JAKARTA, KUCANTIK.COM – Taylor Swift bukan hanya dikenal sebagai penyanyi dan penulis lagu berbakat, tetapi juga sebagai mastermind di balik teka-teki tersembunyi yang kerap hadir dalam setiap karyanya. Fenomena ini dikenal sebagai easter egg, pesan atau petunjuk tersembunyi yang membuat penggemar semakin penasaran dan terlibat dalam proses menikmati musiknya.

Dalam wawancara terbarunya di podcast New Heights, Taylor Swift mengungkap alasan di balik kebiasaannya menyisipkan easter egg. Ia menjelaskan bahwa petunjuk-petunjuk tersebut bukan sekadar gimmick, tetapi merupakan bagian dari rencana kreatifnya. “Petunjuk itu selalu tentang musik atau rencana yang sedang saya siapkan,” ujar Taylor, dikutip dari Yahoo! News, Jumat (15/8).

Taylor menegaskan bahwa ia tidak pernah menaruh easter egg yang berkaitan langsung dengan kehidupan pribadinya. Fokusnya tetap pada karya, dan ia ingin para Swifties, sebutan untuk para penggemarnya untuk merasakan sensasi ketika menyadari makna tersembunyi di balik lirik atau simbol yang ia tanamkan.

Contoh nyata dari strategi ini adalah kalimat "breathe in, breathe through, breathe deep, breathe out" yang diucapkan Taylor dalam pidato kelulusannya di NYU pada 2022. Kalimat tersebut ternyata menjadi bagian dari lirik lagu “Labyrinth” dalam album Midnights yang dirilis beberapa bulan setelahnya.

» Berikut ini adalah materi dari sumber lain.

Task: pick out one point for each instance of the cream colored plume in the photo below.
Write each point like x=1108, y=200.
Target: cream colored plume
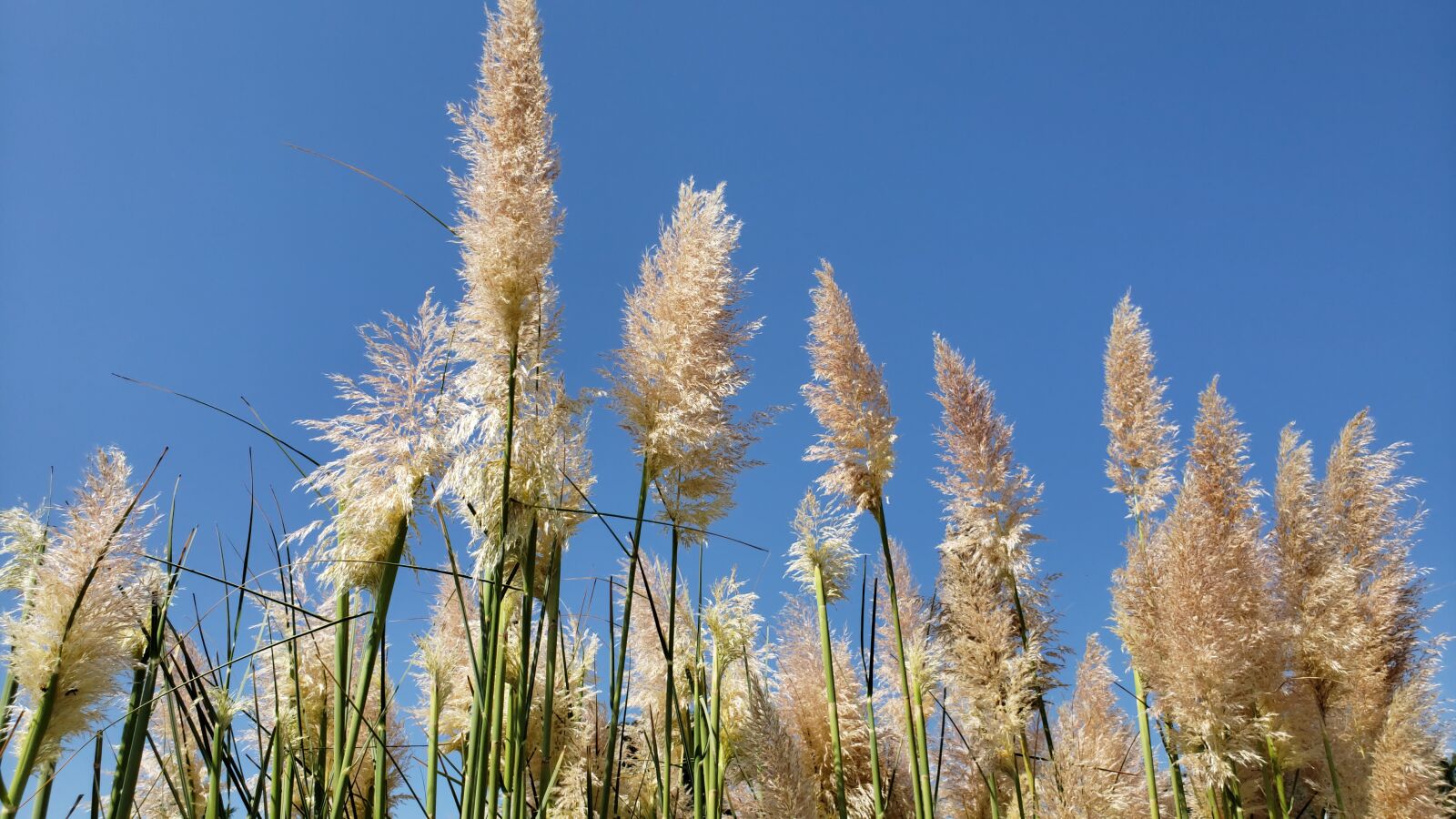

Momen seperti ini membuat para penggemar kembali menelusuri rekam jejak Taylor untuk mencari petunjuk lain yang mungkin terlewat.

Saya suka numerologi. Saya suka hal-hal yang berbau matematika. Saya suka tanggal. Menurut saya, semua itu sangat menyenangkan,” tambah Taylor mengenai obsesinya pada detail-detail tersembunyi.

Kini, dengan pengumuman album ke-12 bertajuk The Life of a Showgirl yang akan dirilis pada 3 Oktober 2025, para penggemar pun kembali dibuat sibuk. Berbagai teori bermunculan, dari analisis font, warna, hingga caption media sosial Taylor yang dianggap menyimpan makna.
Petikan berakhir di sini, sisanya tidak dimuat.